Many will see our grand plan's stumbles and set-backs there, quite correctly, as an object lesson in what to avoid in future.

As David Mulroney, who was deputy minister of the Afgan Task Force, said this past week: "Failing to look squarely at the last campaign can undermine your chances of success in the next one."  


In 2010, Canadian police mentors began overseeing the first training course of female Afghan National Police officers in Kandahar City. (The Canadian Press)

Our massive development aid effort in Afghanistan was the third pillar of our national strategy there, along with the military and diplomacy.

The billions spent were supposed to win local hearts and minds, draw ordinary Afghans away from the Taliban, and help establish a more prosperous, safe and progressive society.

Fine sentiments. Yet after spending all that money and energy, as well as the blood of those killed and wounded protecting this humanitarian operation, we pulled our aid presence when we departed militarily in 2011.

The Harper government left all the work — on schools, medical clinics, even the showpiece irrigation work connected to the large, "signature project" Dahla Dam — to be picked up by the Americans.

But the handover was never properly handled, the audit says. The U.S. had other priorities and there was not enough support "to keep this strategic Canadian legacy alive."

Relentless boosterism

The almost inescapable conclusion is that Canada was as naive in departing Kandahar province as it was in accepting the military mission there in the first place.

My own view, shared by many others, is that central to Canada's problem was an overconfident, relentless boosterism around this mission that was encouraged, even demanded, throughout by Ottawa.

"We went into a complex country without a proper strategy and this was a major problem. And there was over-optimism so we were not looking at the status of the insurgency," Nipa Banerjee, who ran our aid there between 2003 and 2006, told Canadian Press this week.

In later years, the sunny Canadian outlook often astonished even NATO allies.

Chris Alexander, then our senior diplomat in Kabul and now the minister of citizenship and immigration, is remembered in one British memoir as "among the most persuasive of the optimists, and in many ways the golden boy of the effort in Afghanistan … a formidable operator who never let much check his unquenchable optimism."
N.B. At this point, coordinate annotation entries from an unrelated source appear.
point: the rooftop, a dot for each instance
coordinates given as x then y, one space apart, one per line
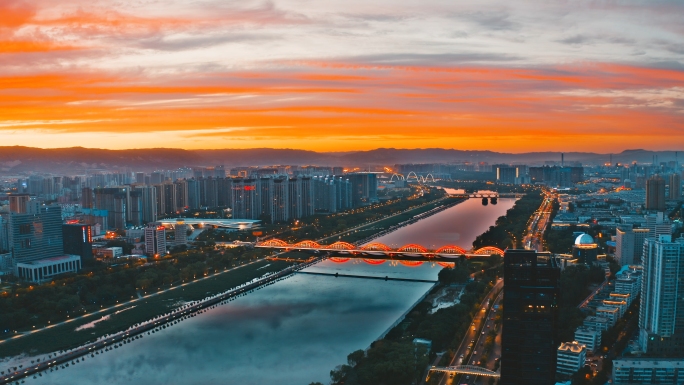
584 239
574 347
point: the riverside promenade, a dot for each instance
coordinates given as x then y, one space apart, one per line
109 342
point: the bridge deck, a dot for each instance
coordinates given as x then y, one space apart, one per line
367 277
465 369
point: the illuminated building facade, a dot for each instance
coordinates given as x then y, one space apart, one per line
661 314
155 239
78 240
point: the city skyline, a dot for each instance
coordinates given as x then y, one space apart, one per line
338 76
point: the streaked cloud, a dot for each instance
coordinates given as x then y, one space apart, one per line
301 74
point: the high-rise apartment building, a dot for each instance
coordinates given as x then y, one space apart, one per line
18 203
675 187
245 199
661 315
655 193
506 173
180 233
37 235
280 202
114 200
155 239
148 199
658 224
364 188
78 240
530 318
629 245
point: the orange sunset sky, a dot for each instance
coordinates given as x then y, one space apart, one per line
340 75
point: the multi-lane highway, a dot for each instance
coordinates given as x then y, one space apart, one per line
534 237
470 350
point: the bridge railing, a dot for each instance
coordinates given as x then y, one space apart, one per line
464 369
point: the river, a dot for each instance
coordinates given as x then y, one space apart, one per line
293 332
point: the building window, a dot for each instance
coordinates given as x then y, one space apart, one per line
25 228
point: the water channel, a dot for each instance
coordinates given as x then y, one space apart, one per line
293 332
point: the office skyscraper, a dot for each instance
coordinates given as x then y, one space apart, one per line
629 245
155 239
37 235
114 200
530 318
661 316
18 203
78 240
180 233
364 188
675 187
658 224
655 193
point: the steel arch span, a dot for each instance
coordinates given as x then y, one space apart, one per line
464 369
274 243
374 261
451 249
411 263
412 248
306 245
489 250
340 245
376 246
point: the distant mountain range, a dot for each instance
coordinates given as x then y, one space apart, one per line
79 160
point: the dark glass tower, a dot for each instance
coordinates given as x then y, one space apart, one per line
78 240
530 318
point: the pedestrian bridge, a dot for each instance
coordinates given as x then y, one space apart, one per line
463 369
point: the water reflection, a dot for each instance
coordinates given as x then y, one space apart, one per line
293 332
458 225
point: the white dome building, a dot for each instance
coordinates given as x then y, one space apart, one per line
585 250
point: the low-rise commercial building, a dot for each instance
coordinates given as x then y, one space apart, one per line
44 270
570 357
597 323
588 337
648 371
622 297
108 252
612 313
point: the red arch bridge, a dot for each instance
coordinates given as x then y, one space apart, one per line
463 369
378 251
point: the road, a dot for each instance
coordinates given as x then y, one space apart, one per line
116 340
471 346
534 237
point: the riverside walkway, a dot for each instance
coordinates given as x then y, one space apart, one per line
116 340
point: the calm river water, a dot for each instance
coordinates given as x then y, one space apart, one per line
293 332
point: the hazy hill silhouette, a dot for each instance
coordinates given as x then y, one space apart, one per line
79 160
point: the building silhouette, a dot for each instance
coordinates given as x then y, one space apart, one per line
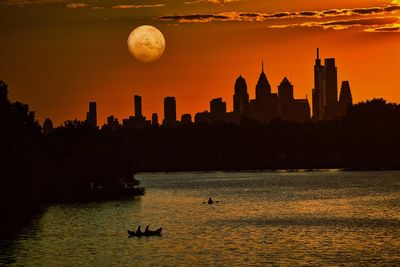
138 106
169 111
297 110
154 119
325 92
112 123
329 90
47 126
186 119
345 98
241 98
91 116
266 105
217 106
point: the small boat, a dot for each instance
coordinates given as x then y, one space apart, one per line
145 233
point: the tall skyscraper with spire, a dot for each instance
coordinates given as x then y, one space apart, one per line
317 91
241 97
169 111
91 116
345 98
266 105
329 90
325 93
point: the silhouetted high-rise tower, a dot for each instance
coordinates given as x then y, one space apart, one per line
286 99
91 116
241 97
138 106
317 91
329 89
169 111
345 98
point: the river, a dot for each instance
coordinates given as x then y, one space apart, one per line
261 218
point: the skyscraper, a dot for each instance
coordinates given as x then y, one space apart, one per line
154 119
138 106
217 106
241 97
317 91
186 119
345 98
91 116
286 99
263 97
329 89
169 111
47 126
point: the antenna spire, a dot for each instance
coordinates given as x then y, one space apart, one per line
262 66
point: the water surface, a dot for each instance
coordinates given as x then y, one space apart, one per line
262 218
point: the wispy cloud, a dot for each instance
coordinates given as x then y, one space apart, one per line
395 27
76 5
216 2
137 6
254 16
343 24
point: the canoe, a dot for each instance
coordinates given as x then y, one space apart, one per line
146 233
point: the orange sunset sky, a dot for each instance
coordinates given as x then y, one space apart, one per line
57 55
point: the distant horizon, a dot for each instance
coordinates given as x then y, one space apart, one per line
59 56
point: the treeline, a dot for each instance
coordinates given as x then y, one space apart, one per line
61 166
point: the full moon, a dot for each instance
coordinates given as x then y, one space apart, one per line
146 43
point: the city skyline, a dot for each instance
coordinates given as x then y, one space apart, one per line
59 55
328 102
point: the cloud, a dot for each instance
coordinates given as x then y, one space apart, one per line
395 27
76 5
216 2
343 24
137 6
254 16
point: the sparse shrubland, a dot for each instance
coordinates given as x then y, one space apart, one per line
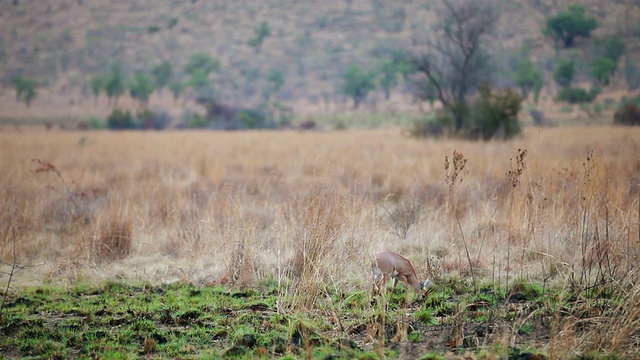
260 243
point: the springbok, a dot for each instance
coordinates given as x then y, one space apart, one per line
387 265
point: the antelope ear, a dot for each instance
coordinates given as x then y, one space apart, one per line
425 283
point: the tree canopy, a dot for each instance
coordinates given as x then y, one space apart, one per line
457 64
569 25
356 83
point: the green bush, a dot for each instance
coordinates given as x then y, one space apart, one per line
563 74
197 121
576 95
120 120
496 111
152 120
628 115
436 125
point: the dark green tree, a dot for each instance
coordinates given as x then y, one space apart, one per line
495 111
388 77
202 62
529 78
601 69
611 47
456 63
199 80
275 80
114 85
162 74
356 83
25 89
177 87
563 74
567 26
141 87
259 34
97 85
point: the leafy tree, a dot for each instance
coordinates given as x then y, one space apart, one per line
199 80
529 78
96 83
25 89
563 74
259 34
569 25
611 47
631 74
388 77
457 64
275 80
602 68
162 74
575 95
177 87
141 87
114 85
357 83
497 110
120 120
202 62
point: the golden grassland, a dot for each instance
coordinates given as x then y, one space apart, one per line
556 206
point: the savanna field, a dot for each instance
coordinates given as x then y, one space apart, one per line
259 244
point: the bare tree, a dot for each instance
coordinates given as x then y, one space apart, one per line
455 62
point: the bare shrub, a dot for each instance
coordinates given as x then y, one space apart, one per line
114 239
402 214
319 217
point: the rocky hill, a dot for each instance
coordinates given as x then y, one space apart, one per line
63 43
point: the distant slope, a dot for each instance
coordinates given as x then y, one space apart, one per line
62 43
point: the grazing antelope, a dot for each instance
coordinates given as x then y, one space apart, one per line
387 265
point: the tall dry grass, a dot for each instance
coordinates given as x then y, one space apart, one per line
558 206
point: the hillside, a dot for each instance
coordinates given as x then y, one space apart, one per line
64 43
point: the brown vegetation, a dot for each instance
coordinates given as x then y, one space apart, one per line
316 206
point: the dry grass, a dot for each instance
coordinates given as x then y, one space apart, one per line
242 206
558 207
For many of Canada's allies, our military and aid officials in Afghanistan simply ignored a trilogy of inconvenient facts: that the West didn't have the military or civilian capacity necessary for the challenge at hand; that the Afghans were in no position to take over any time soon; and that the Taliban grew stronger thanks to sanctuaries in neighbouring Pakistan.

Canada Harper Remake

In May 2007, a much younger Canadian Prime Minister Stephen Harper looks at a map of Afghanistan marked with Canadian aid projects, at a briefing at the Canadian Embassy in Kabul. (The Associated Press)

Some may be asking themselves if these elements, including overconfidence, apply to what looks to be our expanding war against ISIS in Iraq and possibly Syria.    

One dark irony of this period was that the Conservative government and other ardent supporters of the war often criticized the media for being too pessimistic in its Afghan coverage.

The reality is most media were far too pliant and unquestioning of a military-civilian mission that, with rare exceptions, hid behind the false-confidence curtain dictated by Ottawa.

Understandably, many Canadians want to put that far-off war behind us and forget. But we simply can't ignore the lessons learned about the cost of our simplistic over-optimism if we're to avoid similar mistakes in Iraq or other campaigns to come.